Table 1: Associations between Age-Adjusted ED Visit Rates and Environmental Measures at the County Level
Environmental Measure Mean Correlation Direction Interpretation
Mean CES Score 23.21 0.2637849 Positive Weak-Moderate, may warrant further study
Median PM2.5 Concentration 8.19 -0.0752427 Negative Weak, unlikely to warrant further study
Note:
Mean age-adjusted ED rate across counties = 26.60, (SD= 9.66)

Results

Plot 1 displays the relationship between county level mean CES score and age-adjusted asthma ED visit rates, with each point representing one county in California. This plot suggests a moderate positive association between a county’s CES score and its age-adjusted asthma-related ED visit rate when the mean CES score is below ~20; increasing mean CES scores above this threshold does not appear to significantly affect asthma ED visit rates.

Plot 2 displays the relationship between county level median PM2.5 concentration and age-adjusted asthma ED visit rates, with each point representing one county in California. This plot does not suggest a clear association between these two variables. It is possible that using the median as the county-level summary statistic for this environmental measure conceals an existing relationship, and/or that a stronger association exists at a more granular, sub-county level or within strata of another variable, such as ethnicity. Because a biological relationship exists between particulate air pollution and asthma, further analysis is recommended before ruling out an epidemiological association.

The table created uses Pearson correlation coefficients to assess the strength of the association between asthma-related ED visit rates and CES scores and PM2.5 concentrations. The findings in this table corroborate plots 1 and 2, finding that mean CES score is moderately correlated with asthma ED visits, while median PM2.5 concentration is unlikely to be correlated under these analysis parameters.

Discussion

Based on the results of our visualizations, CES score is moderately correlated with asthma ED visits and of the two environmental measures we examined, warrants further study for determining counties that should receive interventions. Median PM 2.5 concentration and age-adjusted asthma ED visit rates do not appear to have a clear association. It is possible that using the county-level median as our summary statistic conceals an existing relationship or a stronger relationship may exist within strata of a different variable. Further analysis is recommended before ruling out an epidemiological association and related intervention methods.

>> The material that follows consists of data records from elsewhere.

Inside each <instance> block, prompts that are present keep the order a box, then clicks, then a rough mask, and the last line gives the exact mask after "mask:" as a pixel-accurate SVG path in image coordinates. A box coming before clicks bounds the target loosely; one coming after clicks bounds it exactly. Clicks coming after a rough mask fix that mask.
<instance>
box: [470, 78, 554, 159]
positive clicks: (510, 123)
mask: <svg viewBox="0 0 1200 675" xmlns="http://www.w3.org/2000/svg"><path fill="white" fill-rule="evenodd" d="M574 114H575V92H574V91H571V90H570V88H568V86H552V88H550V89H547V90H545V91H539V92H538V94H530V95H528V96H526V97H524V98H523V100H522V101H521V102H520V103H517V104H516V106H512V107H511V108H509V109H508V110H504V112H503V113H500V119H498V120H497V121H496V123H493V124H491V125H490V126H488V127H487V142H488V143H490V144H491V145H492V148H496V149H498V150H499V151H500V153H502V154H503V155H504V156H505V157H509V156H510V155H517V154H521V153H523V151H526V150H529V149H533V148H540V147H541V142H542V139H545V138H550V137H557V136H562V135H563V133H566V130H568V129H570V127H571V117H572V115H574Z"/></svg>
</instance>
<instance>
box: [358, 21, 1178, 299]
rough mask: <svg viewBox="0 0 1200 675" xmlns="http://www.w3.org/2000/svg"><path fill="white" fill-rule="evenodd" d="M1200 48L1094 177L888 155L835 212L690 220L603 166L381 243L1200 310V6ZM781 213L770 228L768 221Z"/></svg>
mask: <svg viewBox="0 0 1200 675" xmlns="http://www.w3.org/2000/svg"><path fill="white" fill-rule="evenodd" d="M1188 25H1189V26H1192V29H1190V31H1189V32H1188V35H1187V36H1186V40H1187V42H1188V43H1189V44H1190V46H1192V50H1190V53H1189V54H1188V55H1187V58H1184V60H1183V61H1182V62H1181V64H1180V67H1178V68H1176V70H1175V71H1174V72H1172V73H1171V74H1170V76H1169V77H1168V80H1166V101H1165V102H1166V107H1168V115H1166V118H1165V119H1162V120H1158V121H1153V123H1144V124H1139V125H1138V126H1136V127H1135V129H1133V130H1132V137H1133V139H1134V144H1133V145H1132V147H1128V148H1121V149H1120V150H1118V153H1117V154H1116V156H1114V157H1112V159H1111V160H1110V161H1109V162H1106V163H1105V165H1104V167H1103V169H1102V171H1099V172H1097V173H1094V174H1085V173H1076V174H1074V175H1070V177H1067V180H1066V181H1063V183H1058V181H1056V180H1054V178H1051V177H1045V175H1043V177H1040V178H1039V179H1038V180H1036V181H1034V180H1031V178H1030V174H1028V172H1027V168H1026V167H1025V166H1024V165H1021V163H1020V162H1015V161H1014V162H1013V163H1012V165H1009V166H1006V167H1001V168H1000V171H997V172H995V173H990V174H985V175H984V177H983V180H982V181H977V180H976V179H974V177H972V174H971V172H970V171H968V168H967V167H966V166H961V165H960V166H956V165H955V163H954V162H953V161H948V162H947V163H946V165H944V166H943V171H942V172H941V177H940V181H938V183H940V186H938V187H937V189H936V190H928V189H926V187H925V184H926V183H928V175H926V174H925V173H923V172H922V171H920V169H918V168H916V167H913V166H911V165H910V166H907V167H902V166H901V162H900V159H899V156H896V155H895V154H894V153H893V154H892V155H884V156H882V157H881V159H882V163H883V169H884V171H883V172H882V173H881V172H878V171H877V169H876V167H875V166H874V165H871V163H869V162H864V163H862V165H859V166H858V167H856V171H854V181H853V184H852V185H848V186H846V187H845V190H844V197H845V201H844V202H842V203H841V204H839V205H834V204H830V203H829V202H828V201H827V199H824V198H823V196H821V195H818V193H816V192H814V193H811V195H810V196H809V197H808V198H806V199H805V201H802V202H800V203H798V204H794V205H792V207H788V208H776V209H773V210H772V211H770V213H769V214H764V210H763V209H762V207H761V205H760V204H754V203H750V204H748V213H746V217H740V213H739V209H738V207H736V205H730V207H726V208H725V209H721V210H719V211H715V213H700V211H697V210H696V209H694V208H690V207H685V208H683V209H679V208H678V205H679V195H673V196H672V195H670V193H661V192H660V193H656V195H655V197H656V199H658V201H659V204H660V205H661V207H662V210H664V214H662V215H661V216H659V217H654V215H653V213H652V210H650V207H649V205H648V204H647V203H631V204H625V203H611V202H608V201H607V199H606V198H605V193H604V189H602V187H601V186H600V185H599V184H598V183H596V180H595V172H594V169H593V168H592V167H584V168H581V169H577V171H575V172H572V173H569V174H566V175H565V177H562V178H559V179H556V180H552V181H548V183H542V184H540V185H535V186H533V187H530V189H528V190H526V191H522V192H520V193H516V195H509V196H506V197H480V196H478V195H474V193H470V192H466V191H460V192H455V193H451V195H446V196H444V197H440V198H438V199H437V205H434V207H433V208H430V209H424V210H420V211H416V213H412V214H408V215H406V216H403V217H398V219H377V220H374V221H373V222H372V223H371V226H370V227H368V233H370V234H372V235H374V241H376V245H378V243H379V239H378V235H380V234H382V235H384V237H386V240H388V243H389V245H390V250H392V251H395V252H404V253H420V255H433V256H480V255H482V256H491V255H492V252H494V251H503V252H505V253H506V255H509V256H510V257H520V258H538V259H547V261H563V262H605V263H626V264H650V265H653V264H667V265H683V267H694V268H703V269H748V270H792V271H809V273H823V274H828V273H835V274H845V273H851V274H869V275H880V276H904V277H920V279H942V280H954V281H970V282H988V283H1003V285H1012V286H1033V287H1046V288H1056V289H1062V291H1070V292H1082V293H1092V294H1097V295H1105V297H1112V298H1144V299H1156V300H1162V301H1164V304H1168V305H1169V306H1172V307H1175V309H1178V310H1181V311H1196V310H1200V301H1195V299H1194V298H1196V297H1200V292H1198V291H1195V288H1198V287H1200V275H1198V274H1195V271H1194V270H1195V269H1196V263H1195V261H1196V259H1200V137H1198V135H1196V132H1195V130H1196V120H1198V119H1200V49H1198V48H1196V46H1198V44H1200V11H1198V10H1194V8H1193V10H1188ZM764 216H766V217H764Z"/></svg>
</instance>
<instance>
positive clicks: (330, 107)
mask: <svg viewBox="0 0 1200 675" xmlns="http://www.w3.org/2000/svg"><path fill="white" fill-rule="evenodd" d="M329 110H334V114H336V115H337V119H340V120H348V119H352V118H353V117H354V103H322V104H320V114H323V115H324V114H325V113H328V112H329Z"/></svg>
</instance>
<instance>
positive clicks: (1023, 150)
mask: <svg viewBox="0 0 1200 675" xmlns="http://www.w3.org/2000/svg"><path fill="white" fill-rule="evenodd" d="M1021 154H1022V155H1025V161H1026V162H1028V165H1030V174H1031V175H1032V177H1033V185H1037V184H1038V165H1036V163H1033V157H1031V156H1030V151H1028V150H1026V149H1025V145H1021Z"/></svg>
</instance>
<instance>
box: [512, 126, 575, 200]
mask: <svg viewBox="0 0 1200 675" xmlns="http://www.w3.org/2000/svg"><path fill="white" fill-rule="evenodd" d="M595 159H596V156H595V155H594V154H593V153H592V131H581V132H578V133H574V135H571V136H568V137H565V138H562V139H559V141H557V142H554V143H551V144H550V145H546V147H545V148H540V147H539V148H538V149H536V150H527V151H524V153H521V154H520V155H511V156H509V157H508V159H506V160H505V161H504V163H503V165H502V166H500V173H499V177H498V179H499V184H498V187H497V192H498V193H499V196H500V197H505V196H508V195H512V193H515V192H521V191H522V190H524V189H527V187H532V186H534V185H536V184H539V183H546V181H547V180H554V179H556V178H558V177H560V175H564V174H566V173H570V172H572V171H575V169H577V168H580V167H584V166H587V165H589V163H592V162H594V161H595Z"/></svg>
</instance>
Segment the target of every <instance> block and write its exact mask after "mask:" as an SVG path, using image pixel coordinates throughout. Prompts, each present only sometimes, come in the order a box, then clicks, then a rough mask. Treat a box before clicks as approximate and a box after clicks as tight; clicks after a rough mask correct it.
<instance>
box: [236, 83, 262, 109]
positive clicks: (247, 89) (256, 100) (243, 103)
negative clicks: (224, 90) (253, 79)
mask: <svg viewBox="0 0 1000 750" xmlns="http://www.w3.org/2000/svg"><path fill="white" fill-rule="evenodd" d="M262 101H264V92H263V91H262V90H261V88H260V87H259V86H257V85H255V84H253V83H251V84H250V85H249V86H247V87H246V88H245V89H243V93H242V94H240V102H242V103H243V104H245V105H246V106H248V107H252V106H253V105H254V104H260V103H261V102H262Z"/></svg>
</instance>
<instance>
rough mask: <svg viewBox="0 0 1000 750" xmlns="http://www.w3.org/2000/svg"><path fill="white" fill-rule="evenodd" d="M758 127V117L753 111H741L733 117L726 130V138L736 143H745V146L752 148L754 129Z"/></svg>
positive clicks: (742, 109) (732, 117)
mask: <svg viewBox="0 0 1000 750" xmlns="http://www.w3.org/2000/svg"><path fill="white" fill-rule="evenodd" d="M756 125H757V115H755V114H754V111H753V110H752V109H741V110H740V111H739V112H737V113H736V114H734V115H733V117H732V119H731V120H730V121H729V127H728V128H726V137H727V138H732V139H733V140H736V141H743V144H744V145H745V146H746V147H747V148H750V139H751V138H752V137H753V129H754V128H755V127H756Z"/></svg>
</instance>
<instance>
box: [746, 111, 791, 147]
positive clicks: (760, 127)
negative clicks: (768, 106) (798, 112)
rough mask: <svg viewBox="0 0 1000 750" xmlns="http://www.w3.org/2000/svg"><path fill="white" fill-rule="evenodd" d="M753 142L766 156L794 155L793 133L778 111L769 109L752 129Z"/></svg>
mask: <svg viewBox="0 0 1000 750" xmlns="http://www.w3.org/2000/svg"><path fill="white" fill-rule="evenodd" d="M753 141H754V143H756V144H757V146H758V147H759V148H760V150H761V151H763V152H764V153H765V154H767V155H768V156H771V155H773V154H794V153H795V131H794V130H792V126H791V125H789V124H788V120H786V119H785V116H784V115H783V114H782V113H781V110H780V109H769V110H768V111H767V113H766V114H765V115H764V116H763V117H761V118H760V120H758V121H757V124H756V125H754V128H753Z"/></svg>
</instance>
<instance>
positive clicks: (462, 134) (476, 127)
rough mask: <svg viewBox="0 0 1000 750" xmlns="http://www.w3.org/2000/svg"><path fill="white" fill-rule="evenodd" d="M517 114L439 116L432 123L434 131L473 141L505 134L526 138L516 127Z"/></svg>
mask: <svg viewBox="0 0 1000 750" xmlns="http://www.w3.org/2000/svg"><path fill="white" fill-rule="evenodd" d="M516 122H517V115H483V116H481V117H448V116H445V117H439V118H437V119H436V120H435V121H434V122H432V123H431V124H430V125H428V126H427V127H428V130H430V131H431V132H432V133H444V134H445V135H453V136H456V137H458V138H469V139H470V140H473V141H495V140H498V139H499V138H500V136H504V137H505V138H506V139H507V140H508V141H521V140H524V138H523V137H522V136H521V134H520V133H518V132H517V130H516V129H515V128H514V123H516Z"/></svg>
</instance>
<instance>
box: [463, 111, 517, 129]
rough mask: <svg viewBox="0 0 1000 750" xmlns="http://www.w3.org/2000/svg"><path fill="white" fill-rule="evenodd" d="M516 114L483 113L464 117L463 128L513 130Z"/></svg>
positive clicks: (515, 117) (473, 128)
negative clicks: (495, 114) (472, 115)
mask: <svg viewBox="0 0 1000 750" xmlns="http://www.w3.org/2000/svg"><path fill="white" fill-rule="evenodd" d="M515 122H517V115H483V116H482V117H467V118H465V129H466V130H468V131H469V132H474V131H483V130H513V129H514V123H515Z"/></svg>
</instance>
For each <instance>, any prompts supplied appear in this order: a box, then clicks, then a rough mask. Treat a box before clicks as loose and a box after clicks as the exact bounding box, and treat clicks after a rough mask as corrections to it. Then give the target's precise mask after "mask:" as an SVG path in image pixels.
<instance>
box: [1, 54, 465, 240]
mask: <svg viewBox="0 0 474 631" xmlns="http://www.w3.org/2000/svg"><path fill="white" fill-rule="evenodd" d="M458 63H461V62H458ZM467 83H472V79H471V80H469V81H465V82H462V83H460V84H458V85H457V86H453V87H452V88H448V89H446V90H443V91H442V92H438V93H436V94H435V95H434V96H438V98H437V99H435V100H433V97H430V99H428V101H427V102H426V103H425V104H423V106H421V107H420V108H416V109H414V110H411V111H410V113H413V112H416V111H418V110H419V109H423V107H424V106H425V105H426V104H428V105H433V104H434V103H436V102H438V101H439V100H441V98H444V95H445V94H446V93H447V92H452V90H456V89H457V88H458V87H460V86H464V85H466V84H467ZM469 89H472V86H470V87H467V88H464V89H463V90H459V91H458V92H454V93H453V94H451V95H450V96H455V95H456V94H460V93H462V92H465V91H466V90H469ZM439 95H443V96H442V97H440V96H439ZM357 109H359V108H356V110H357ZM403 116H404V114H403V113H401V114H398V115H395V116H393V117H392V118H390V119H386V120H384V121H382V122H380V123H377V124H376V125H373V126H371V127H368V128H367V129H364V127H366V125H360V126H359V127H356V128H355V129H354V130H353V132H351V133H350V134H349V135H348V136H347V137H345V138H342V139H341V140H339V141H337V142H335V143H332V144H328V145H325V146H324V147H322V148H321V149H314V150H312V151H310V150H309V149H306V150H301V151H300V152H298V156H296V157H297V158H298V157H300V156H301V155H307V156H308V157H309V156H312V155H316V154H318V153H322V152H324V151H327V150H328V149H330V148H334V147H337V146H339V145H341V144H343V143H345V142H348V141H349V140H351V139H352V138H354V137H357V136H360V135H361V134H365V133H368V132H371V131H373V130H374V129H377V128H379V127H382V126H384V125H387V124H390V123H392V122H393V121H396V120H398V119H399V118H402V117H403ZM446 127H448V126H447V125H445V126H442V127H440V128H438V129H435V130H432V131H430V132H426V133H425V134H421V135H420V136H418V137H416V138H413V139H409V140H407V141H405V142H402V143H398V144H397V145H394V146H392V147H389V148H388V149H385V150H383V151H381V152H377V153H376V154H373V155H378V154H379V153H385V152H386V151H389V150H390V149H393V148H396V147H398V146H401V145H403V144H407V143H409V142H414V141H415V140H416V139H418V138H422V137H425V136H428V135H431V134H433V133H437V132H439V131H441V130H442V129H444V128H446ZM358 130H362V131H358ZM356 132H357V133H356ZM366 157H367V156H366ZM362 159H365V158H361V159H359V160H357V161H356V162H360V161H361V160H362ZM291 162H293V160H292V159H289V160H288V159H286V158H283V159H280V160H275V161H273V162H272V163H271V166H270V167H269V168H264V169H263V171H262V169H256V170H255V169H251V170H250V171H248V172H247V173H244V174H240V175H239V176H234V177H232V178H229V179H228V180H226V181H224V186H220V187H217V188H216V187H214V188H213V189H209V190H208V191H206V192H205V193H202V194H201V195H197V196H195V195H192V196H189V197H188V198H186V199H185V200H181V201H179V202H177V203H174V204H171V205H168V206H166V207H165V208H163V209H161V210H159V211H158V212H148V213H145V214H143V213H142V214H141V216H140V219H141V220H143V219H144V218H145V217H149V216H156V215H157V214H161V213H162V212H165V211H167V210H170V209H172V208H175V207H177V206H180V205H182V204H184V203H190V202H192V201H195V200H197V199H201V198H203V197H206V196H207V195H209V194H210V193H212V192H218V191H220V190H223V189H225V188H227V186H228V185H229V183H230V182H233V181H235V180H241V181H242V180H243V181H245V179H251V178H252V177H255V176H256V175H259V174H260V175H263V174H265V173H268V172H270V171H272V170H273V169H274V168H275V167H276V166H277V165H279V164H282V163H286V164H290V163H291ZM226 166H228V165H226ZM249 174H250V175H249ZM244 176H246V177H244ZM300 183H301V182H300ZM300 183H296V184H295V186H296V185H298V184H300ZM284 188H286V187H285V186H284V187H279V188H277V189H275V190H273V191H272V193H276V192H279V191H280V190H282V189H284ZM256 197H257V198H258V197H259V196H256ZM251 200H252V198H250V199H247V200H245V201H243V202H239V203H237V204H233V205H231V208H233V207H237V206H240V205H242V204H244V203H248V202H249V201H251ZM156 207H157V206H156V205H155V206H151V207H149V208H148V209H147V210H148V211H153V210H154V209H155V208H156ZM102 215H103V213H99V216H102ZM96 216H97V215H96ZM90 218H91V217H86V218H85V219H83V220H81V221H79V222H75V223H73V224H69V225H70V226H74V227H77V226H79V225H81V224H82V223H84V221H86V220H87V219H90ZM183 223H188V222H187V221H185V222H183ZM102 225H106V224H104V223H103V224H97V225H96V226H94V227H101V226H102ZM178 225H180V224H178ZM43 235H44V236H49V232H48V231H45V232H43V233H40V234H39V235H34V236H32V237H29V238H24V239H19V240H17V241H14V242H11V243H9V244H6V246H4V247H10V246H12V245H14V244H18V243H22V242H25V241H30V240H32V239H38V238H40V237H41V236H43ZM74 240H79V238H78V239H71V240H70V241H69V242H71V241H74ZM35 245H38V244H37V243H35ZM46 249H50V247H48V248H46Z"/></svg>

QUESTIONS FOR TEACHING TEAM

  1. Should we include the breakdown of who made each visualization as was requested in milestone 4 (since each team member is supposed to contribute at least one)?
  2. Do you have any recommendations for legibility of the charts? E.g. improving the data-ink ratio/styling. We used default styling/color schemes but we were not sure if that’s considered unprofessional or amateurish within the R community so-to-speak.